Entscheidungsstichwort (Thema)
Anscheinsbeweis in Fällen der „halben Vorfahrt”
Normenkette
BGB § 847; StVG § 17 Abs. 1; StVO § 8
Verfahrensgang
LG Berlin (Aktenzeichen 17 O 121/99) |
Tenor
Die Berufung der Beklagten gegen das am 5.11.1999 verkündete Urteil der Zivilkammer 17 des LG Berlin wird auf ihre Kosten zurückgewiesen. Das Urteil ist vorläufig vollstreckbar. Die Beschwer der Beklagten übersteigt 60.000 DM nicht.
Gründe
Die Berufung der Beklagten bleibt erfolglos, denn das Urteil des LG ist richtig. Auch das Vorbringen der Beklagten in der Berufungsinstanz gibt keine Veranlassung, die angegriffene Entscheidung zu ändern.

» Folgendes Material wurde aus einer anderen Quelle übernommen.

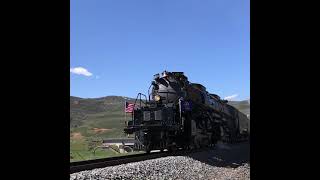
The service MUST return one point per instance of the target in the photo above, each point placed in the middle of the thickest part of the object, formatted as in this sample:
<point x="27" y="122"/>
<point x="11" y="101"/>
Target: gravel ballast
<point x="224" y="162"/>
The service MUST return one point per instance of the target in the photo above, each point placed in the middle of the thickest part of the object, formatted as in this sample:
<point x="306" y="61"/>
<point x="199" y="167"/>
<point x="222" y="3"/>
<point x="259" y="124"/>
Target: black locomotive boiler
<point x="180" y="114"/>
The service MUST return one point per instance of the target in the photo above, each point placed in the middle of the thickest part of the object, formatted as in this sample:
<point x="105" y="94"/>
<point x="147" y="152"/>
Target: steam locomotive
<point x="180" y="114"/>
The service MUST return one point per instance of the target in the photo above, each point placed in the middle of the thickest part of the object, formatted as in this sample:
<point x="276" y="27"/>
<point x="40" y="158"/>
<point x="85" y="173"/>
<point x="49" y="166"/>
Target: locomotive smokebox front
<point x="168" y="89"/>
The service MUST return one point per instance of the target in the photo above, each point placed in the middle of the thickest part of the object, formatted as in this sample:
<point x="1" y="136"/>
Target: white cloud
<point x="231" y="97"/>
<point x="80" y="71"/>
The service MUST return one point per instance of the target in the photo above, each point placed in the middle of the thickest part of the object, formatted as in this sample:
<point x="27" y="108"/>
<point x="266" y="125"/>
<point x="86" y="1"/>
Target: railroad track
<point x="112" y="161"/>
<point x="104" y="162"/>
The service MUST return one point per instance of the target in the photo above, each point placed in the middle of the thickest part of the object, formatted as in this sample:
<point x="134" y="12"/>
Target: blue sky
<point x="121" y="44"/>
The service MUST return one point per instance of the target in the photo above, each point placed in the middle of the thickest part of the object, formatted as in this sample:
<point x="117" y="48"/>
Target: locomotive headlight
<point x="157" y="98"/>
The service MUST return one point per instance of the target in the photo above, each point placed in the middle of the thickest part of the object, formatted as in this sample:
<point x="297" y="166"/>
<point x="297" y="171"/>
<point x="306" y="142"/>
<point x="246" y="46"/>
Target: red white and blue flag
<point x="129" y="107"/>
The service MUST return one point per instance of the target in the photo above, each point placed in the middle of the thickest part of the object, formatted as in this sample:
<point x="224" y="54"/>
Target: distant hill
<point x="82" y="108"/>
<point x="242" y="106"/>
<point x="108" y="112"/>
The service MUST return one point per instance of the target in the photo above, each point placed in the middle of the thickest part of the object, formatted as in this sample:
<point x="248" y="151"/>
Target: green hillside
<point x="94" y="119"/>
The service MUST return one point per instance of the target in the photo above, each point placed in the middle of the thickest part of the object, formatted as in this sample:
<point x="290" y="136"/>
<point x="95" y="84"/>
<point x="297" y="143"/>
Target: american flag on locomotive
<point x="129" y="107"/>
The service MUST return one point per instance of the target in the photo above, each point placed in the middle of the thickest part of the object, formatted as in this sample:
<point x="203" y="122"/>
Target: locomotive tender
<point x="180" y="114"/>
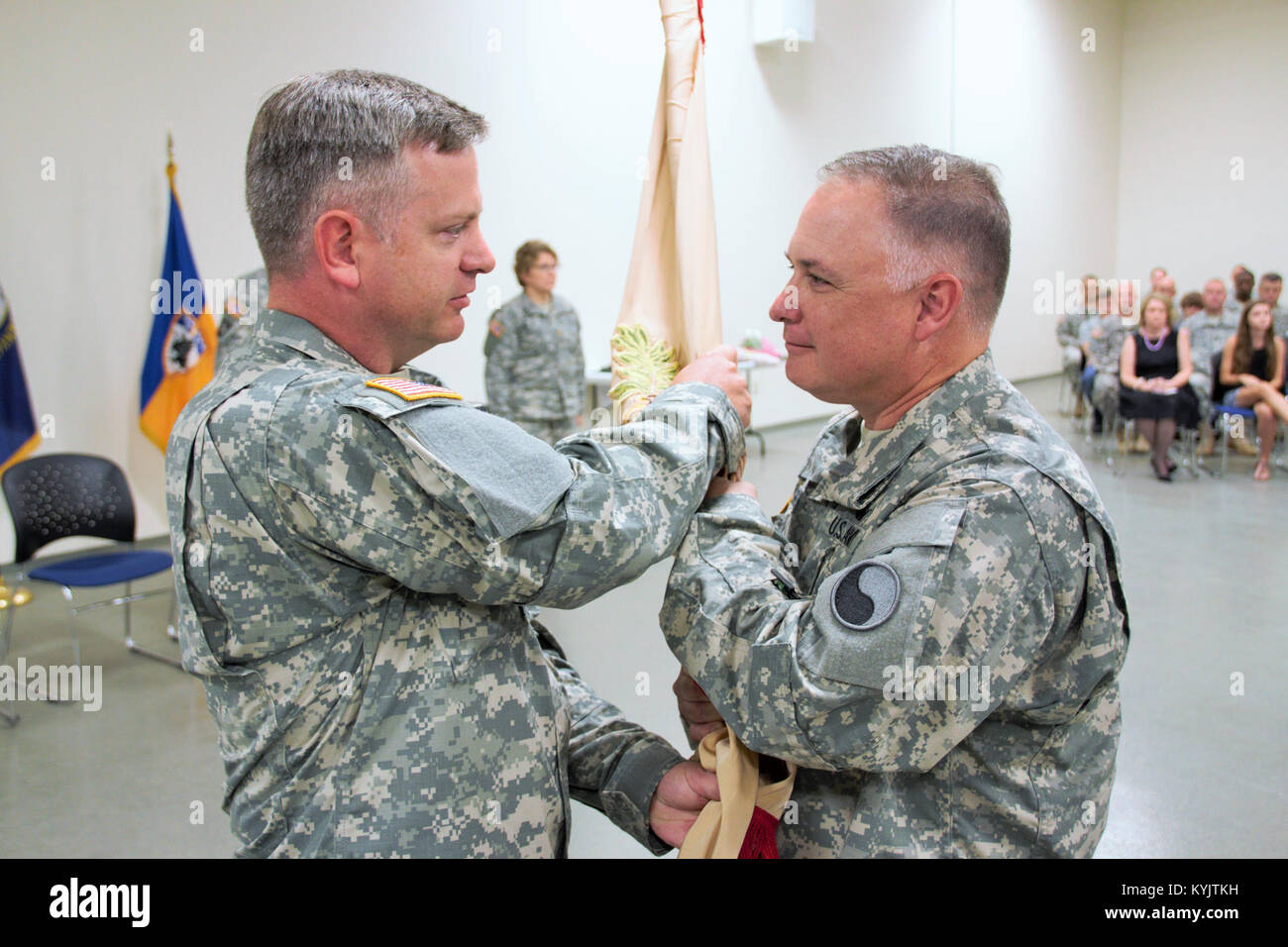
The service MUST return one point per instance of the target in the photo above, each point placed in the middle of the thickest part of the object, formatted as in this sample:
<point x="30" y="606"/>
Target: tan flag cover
<point x="673" y="287"/>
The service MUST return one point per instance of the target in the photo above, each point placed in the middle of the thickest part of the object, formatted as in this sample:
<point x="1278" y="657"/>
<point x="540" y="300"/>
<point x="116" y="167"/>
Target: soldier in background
<point x="1241" y="281"/>
<point x="536" y="371"/>
<point x="1104" y="344"/>
<point x="932" y="628"/>
<point x="235" y="328"/>
<point x="1269" y="289"/>
<point x="357" y="549"/>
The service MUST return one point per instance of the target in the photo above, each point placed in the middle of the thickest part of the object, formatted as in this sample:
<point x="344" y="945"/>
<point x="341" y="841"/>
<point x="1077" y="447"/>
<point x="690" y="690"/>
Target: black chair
<point x="59" y="495"/>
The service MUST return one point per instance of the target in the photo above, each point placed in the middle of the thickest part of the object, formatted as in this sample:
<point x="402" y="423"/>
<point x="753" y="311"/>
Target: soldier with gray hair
<point x="934" y="625"/>
<point x="357" y="549"/>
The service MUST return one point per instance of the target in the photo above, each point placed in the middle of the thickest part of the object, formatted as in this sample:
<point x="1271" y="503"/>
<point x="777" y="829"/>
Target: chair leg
<point x="71" y="625"/>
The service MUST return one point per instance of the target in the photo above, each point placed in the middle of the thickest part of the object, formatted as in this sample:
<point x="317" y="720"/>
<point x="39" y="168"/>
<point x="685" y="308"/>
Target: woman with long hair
<point x="1253" y="360"/>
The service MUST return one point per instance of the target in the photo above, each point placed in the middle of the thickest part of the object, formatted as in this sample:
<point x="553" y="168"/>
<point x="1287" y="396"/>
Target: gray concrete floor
<point x="1199" y="768"/>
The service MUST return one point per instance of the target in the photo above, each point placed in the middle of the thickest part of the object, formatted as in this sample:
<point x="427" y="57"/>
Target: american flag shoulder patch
<point x="411" y="390"/>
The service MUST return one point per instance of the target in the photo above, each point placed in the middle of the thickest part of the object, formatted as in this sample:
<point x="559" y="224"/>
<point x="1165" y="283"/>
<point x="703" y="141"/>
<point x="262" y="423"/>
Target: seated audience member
<point x="1167" y="287"/>
<point x="1192" y="304"/>
<point x="1240" y="291"/>
<point x="1155" y="371"/>
<point x="1253" y="361"/>
<point x="1269" y="290"/>
<point x="1104" y="341"/>
<point x="1209" y="331"/>
<point x="1068" y="333"/>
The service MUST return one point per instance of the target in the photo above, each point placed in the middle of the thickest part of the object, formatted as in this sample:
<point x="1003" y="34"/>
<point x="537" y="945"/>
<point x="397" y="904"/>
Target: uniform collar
<point x="928" y="420"/>
<point x="274" y="326"/>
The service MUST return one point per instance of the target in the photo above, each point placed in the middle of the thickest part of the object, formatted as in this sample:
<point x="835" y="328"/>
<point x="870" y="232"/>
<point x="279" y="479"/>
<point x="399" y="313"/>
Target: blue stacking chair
<point x="59" y="495"/>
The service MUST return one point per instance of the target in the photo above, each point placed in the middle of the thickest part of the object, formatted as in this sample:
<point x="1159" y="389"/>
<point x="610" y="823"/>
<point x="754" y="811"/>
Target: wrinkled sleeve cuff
<point x="629" y="791"/>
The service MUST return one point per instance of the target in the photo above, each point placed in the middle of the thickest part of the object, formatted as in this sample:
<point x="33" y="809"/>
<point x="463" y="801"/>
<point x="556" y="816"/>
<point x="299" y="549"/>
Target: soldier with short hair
<point x="357" y="549"/>
<point x="934" y="626"/>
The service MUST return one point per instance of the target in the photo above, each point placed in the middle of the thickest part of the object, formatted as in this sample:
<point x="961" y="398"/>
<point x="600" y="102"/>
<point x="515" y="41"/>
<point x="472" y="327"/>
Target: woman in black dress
<point x="1252" y="364"/>
<point x="1154" y="376"/>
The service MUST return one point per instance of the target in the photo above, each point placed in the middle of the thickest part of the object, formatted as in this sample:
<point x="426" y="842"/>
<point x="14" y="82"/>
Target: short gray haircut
<point x="945" y="214"/>
<point x="335" y="140"/>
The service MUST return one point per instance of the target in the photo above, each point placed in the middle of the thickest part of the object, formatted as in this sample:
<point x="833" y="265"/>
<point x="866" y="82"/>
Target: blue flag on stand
<point x="18" y="434"/>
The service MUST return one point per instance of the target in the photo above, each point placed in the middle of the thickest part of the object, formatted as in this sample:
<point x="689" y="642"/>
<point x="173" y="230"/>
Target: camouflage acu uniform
<point x="1106" y="348"/>
<point x="1209" y="335"/>
<point x="536" y="371"/>
<point x="1067" y="333"/>
<point x="353" y="571"/>
<point x="1005" y="560"/>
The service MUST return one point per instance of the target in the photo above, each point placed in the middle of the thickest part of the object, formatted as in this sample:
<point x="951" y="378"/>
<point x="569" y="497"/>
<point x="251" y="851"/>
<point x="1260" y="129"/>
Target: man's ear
<point x="940" y="300"/>
<point x="334" y="237"/>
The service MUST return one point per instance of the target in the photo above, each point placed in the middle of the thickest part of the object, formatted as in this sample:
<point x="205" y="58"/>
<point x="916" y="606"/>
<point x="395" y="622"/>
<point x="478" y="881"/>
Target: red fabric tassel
<point x="761" y="838"/>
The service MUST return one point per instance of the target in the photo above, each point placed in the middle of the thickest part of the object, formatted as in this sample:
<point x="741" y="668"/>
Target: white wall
<point x="568" y="86"/>
<point x="1203" y="84"/>
<point x="1029" y="99"/>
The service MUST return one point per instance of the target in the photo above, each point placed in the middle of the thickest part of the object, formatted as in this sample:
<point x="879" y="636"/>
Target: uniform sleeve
<point x="1067" y="329"/>
<point x="907" y="646"/>
<point x="455" y="501"/>
<point x="500" y="351"/>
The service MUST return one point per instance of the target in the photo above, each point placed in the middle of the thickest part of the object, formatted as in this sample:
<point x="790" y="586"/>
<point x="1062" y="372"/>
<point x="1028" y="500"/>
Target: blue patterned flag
<point x="18" y="434"/>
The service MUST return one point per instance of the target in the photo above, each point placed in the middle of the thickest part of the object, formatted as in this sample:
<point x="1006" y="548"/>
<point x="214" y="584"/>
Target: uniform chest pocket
<point x="536" y="337"/>
<point x="871" y="611"/>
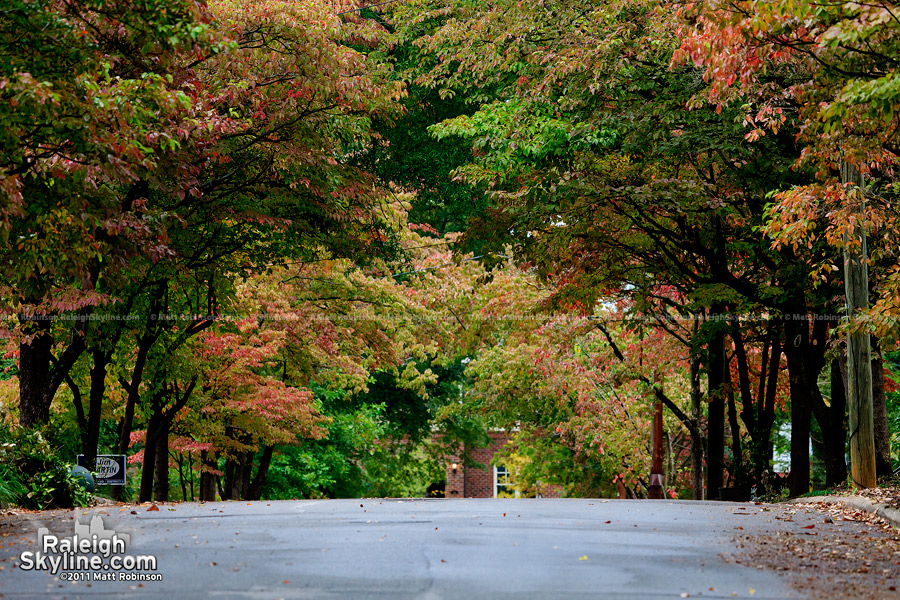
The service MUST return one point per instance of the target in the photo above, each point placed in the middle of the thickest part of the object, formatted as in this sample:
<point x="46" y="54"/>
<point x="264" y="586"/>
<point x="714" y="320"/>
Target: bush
<point x="33" y="475"/>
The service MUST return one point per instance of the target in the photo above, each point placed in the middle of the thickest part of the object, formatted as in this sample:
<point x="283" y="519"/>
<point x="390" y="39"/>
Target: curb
<point x="892" y="515"/>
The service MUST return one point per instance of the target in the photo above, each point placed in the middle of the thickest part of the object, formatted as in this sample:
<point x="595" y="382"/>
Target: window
<point x="503" y="485"/>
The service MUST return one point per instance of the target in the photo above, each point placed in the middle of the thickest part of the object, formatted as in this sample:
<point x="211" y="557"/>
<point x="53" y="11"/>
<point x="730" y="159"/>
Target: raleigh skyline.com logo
<point x="92" y="553"/>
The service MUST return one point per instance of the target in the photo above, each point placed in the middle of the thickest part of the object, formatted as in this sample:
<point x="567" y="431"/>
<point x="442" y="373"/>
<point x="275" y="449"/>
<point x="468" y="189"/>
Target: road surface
<point x="411" y="549"/>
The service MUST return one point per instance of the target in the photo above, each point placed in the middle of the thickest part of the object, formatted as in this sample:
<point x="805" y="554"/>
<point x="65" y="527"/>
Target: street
<point x="428" y="549"/>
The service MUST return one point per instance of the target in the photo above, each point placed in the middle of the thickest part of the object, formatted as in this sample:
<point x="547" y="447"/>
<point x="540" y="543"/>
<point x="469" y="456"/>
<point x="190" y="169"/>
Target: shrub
<point x="33" y="475"/>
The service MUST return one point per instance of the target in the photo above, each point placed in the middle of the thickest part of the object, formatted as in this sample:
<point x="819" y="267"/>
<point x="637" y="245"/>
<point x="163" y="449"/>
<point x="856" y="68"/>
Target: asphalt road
<point x="422" y="549"/>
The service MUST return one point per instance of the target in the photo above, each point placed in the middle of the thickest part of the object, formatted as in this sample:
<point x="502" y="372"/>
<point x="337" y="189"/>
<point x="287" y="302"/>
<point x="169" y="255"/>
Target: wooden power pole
<point x="859" y="352"/>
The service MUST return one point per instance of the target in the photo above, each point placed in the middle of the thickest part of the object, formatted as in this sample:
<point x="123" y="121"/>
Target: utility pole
<point x="859" y="352"/>
<point x="656" y="448"/>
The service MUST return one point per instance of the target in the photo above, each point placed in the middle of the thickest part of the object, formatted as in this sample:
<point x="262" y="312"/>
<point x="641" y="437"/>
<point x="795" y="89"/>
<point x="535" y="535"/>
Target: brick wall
<point x="479" y="483"/>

I. Zu Recht hat das LG die Beklagten als Fahrerin, Halterin und Pflichtversicherer nach den §§ 7 Abs. 1, 17 Abs. 1 S. 2, 18 Abs. 1 StVG, 823 Abs. 2 BGB i.V.m. §§ 8 Abs. 1 StVO, 3 Nr. 1 PflVG zur Zahlung von Schadensersatz wegen des Unfallereignisses am 19.7.1998 gegen 14.50 Uhr auf der Kreuzung G.-Straße/Auf dem Grad in B.-Z. verurteilt, denn der Unfall war durch die Beklagte zu 1) – wie das LG zutreffend formuliert hat – „derart verursacht und verschuldet (…), dass demgegenüber die vom Fahrzeug der Klägerin zu 1) ausgehende Betriebsgefahr nicht ins Gewicht fällt”.
1. Der Unfall stellte für keine der Parteien ein unabwendbares Ereignis i.S.d. § 7 Abs. 2 S. 1 StVG mit der Folge eines Haftungsausschlusses dar. Ob insb. die Beklagte zu 2) jede nach den Umständen des Falles gebotene Sorgfalt beobachtet hat und damit den durchschnittlichen Anforderungen an das Verhalten eines „Idealfahrers” gerecht geworden ist (zum Begriff vgl. Hentschel, Straßenverkehrsrecht, 36. Aufl. 2001, § 7 StVG, Rz. 30 m.w.N.), lässt das Beklagtenvorbringen nicht erkennen. Die Beklagten haben zunächst vorgetragen, die Beklagte zu 1) habe sich der Kreuzung Gelfertstraße mit einem Tempo von maximal 30 km/h genähert und sich dann durch Schauen nach rechts und links versichert, ob sie die Kreuzung gefahrlos überqueren könne – (Schriftsatz v. 15.6.1999, S. 2 = Bl. 47 d.A.). Dann haben sie mitgeteilt, die Beklagte zu 1) habe vorfahrtsbedingt angehalten und Einsicht in den Kreuzungsbereich genommen (Schriftsatz v. 31.8.1999, S. 2 = Bl. 74 d.A.). Im Schriftsatz v. 10.8.2000 (S. 2 = Bl. 137 d.A.) beschreiben die Beklagten den Vorgang nunmehr so: „Die Beklagte zu 1) ist hier vielmehr vorsichtig, in einer Geschwindigkeit von 15–20 km/h und unter Beachtung der im Verkehr erforderlichen – Sorgfalt an die Kreuzung heran- und eingefahren.” Aus diesen voneinander abweichenden Darstellungen lässt sich nicht entnehmen, dass die Beklagte zu 1) die größtmögliche Sorgfalt beim Einfahren in die Kreuzung hat walten lassen.
2. Damit ist nach den §§ 17 Abs. 1, 18 Abs. 3 StVG, 254 BGB eine Abwägung der Verursachungs- und Verschuldensanteile der Fahrer der beteiligten Fahrzeuge unter Berücksichtigung der von beiden Fahrzeugen ausgehenden Betriebsgefahr geboten. Bei dieser Abwägung sind neben unstreitigen und zugestandenen Tatsachen nur bewiesene Umstände zu berücksichtigen, wobei auch die Regeln des Anscheinsbeweises anzuwenden sind (st. Rspr., vgl etwa KG, Urt. v. 24.9.1998 – 12 U 3282/96).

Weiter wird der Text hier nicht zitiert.